Abdullah Parlıyan Meali
Cehennemlikler, ondan yemeye ve karınlarını onunla şişirmeye mahkumdurlar.
Ahmet Varol Meali
Muhakkak ki onlar ondan yiyecekler ve karınları(nı) onunla dolduracaklardır.
Ali Bulaç Meali
Artık gerçekten, ondan yiyecekler böylelikle karınlarını ondan dolduracaklar.
Diyanet İşleri Meali (Eski)
İşte cehennemlikler bundan yerler, karınlarını onunla doldururlar.
Diyanet İşleri Meali (Yeni)
Cehennemlikler ondan yiyecekler ve onunla karınlarını dolduracaklardır.
Diyanet Vakfı Meali
(Cehennemdekiler) ondan yerler ve karınlarını ondan doldururlar.

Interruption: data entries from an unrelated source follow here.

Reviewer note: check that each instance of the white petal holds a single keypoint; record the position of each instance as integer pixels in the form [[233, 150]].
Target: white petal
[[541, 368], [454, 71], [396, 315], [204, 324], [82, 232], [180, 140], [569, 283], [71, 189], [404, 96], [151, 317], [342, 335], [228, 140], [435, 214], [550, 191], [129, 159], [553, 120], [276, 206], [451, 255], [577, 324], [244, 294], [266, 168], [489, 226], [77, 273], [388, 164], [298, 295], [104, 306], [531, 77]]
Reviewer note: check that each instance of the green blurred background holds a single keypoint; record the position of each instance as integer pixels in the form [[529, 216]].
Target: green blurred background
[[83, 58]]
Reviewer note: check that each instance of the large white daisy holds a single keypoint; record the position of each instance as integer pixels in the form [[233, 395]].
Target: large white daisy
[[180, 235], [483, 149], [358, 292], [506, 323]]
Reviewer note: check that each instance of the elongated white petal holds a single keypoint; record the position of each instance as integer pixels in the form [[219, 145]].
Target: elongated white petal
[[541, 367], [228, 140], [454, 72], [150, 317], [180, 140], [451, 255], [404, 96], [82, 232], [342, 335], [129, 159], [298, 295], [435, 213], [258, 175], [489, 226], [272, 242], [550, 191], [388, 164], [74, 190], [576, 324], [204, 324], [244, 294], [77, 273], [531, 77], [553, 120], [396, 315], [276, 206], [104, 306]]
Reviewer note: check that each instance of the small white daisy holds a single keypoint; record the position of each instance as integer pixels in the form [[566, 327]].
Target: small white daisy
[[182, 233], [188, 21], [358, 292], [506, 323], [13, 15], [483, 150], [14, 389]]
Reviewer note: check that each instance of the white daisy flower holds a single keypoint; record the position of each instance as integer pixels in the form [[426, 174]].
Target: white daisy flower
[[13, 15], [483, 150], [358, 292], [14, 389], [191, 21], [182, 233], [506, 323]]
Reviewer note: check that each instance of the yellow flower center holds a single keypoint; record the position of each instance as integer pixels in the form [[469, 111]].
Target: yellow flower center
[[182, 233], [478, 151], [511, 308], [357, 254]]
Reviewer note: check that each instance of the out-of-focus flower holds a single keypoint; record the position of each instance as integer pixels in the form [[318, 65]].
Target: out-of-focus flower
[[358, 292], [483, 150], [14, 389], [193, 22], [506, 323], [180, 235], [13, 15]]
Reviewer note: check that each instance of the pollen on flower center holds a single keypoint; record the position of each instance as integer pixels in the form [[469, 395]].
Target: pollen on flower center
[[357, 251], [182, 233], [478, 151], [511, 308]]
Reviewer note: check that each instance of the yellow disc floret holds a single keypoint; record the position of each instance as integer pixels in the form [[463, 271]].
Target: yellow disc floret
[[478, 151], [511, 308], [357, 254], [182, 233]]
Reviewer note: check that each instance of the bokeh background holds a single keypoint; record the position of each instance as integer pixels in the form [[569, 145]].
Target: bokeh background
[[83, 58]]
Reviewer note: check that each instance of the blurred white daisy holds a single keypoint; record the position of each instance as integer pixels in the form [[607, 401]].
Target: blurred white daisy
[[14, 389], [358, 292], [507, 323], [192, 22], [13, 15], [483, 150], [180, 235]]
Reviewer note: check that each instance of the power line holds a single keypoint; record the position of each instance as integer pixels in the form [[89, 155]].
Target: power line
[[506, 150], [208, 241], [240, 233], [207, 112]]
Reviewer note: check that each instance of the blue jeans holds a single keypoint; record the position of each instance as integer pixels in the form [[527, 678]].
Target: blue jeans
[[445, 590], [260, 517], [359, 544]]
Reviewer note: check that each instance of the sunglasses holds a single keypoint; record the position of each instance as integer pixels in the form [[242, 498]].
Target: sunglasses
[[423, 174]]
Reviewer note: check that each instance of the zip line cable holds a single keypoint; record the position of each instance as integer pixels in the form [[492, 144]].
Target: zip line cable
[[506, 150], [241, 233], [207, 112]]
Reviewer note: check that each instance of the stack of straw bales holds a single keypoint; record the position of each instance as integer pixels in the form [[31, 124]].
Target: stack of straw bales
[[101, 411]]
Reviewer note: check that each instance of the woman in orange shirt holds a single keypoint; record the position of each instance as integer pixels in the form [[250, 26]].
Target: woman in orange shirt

Elmalılı Hamdi Yazır Meali
Mutlaka onlar, ondan yiyecekler de karınlarını bundan dolduracaklardır.
Elmalılı Meali (Orjinal)
Her halde onlar ondan yiyeceklerdir. Yiyecekler de ondan karınlarını dolduracaklardır
Hasan Basri Çantay Meali
İşte hakıykat onlar bundan yiyecekler, bu suretle karınlarını bundan dolduracaklar.
Hayrat Neşriyat Meali
Bundan sonra şübhesiz ki onlar, elbette bundan yiyecek kimseler olup, artık karınları(nı) bununla dolduracak olanlardır.
Ömer Nasuhi Bilmen Meali
Artık şüphe yok ki onlar, ondan elbette yiyicilerdir ve ondan karınlarını dolduruculardır.
Suat Yıldırım Meali
İşte o zalimler bunları yer ve karınlarını tıka basa doldururlar.
Şaban Piriş Meali
İşte onlar, bundan yerler ve karınlarını onunla doldururlar.
İbni Kesir
Onlar muhakkak ondan yiyecekler ve karınlarını onunla dolduracaklardır.
Seyyid Kutub
İşte cehennemlikler bundan yer ve karınlarını bununla doldururlar.
Tefhim-ul Kuran
Artık hiç tartışmasız, onlar, ondan yiyecekler, böylelikle karınlarını da ondan dolduracaklar.
Yusuf Ali (English)
Truly they will eat thereof(4074) and fill their bellies therewith.*
M. Pickthall (English)
And lo! they verily must eat thereof, and fill (their) bellies therewith.